It's something that I came up with, and
it's bending notes on adjacent holes.
Because sometimes you're
gonna be trying to bend,
for example, if you hit the first hole.
And then you go to the second hole bent.
And go back and forth.
It's really good to practice this,
because you have to snap
your whole mouth position,
inside your mouth,
back from a bent note to an unbent note.
And do it with the minimal
amount of effort.
Because if you're too kind of heavy
handed with it, it'll sound like this.
you'll never hit the first
hole draw unbent again.
So it's good to practice all
the combinations of going back and
forth between the two holes
that are next to each other.
So, for example, the first hole and
second hole, if I go from D to F.
And then I go D to F-sharp.
Going from D to G is just unbent.
Now I can go from G, which is
a second hole, down to D-flat.
Its just one hole to the next, but
sometimes it even feels further.
Because the pitches are so
much further or closer.
It gives the illusion of not having to
move as far or having to move further.
So it's a good thing to practice
all of these combinations.
So we did D to F.
D to F-sharp.
And G to D-flat.
And now we'll do F-sharp to C-sharp or
That's the musical interval
known as a fourth.
And we're gonna talk more
about intervals later as well.
But that's the interval
known as the fourth.
And then we can also go from F to D-flat.
Which is a major third.
If we were in the key of D-flat,
that would be D-flat and
F would be the first and
third notes of D-flat.
And later we will play in D-flat.
But also these bends are things that
you're gonna use in just in playing blues.

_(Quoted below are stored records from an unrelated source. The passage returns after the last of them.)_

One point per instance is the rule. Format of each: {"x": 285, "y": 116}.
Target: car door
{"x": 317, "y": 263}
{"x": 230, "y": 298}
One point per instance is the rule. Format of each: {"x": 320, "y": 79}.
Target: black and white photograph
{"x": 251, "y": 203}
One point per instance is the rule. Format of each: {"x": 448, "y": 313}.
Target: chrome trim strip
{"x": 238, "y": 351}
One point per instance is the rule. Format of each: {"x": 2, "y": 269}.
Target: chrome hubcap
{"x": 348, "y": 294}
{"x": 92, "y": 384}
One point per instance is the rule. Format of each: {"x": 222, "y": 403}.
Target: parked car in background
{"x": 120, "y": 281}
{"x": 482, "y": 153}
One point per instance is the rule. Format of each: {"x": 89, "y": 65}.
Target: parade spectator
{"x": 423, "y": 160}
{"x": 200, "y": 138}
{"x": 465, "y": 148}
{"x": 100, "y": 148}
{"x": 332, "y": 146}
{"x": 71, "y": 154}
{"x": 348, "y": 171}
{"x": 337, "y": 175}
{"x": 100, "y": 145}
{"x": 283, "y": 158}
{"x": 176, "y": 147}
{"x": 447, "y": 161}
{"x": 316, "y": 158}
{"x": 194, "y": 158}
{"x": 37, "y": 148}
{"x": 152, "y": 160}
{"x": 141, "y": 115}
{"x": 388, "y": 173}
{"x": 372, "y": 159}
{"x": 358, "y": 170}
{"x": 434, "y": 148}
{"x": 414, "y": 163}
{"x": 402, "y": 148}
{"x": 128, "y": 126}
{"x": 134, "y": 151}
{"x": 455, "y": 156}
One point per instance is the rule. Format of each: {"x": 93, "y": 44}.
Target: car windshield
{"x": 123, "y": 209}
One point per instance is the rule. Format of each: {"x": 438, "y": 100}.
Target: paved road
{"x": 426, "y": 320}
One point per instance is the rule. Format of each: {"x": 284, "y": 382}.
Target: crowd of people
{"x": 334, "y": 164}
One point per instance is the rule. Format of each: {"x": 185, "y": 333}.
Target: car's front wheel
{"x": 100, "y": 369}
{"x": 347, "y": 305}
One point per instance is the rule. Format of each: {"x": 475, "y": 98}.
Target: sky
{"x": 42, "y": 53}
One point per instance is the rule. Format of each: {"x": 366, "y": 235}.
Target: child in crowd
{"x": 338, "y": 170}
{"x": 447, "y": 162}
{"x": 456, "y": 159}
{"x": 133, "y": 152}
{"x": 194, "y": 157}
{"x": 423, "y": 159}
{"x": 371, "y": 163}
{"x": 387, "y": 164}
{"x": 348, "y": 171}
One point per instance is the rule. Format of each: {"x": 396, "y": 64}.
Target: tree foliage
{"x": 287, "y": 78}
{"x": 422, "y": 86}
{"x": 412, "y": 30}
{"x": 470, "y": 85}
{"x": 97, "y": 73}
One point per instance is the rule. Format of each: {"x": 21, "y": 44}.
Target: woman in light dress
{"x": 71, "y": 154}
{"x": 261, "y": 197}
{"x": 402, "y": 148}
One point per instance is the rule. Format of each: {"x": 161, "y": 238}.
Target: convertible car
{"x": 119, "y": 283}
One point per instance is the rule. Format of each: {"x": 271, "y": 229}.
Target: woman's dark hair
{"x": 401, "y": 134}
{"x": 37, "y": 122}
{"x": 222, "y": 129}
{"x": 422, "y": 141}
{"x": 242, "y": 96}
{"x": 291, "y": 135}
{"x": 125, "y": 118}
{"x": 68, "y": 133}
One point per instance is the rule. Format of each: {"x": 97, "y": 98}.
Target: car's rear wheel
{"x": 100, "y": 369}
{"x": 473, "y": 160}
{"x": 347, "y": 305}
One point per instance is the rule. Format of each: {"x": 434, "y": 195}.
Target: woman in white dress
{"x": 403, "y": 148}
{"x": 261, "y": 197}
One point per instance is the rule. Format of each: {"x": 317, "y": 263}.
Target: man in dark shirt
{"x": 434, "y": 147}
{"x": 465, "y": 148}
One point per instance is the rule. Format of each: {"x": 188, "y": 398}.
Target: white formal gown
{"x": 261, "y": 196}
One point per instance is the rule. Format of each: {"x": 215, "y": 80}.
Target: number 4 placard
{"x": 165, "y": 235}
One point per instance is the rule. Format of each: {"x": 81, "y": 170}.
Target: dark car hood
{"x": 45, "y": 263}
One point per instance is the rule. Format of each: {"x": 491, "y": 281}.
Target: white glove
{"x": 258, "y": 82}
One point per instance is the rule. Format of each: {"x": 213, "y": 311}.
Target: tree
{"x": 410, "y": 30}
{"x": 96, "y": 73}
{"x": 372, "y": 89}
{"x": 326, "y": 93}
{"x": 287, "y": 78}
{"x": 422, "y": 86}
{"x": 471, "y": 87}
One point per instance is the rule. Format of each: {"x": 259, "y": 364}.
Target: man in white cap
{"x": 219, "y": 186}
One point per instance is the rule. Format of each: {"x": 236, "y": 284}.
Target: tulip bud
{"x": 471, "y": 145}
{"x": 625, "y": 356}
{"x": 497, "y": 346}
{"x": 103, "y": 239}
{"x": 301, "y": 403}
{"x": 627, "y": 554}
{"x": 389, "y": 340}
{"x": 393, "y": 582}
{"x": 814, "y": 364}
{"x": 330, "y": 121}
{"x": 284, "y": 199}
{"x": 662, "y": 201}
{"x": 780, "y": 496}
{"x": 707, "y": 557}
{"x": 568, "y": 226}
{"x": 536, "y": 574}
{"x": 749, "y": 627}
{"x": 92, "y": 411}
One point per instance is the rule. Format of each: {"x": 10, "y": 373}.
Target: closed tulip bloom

So it's good to get used to going back and
forth between the holes.
And that's another good one,
just go sliding back and
forth between them,
bending the second whole a little bit
more or a little bit less each time.
It also teaches you to conserve your air.
Back and forth
between one and two,
with two always being
F-sharp that time.
And then,
it sounds like Middle Eastern music.
We're going back and forth between the F
bent down on two, and D and D-flat on one.
These are almost like tongue twisters.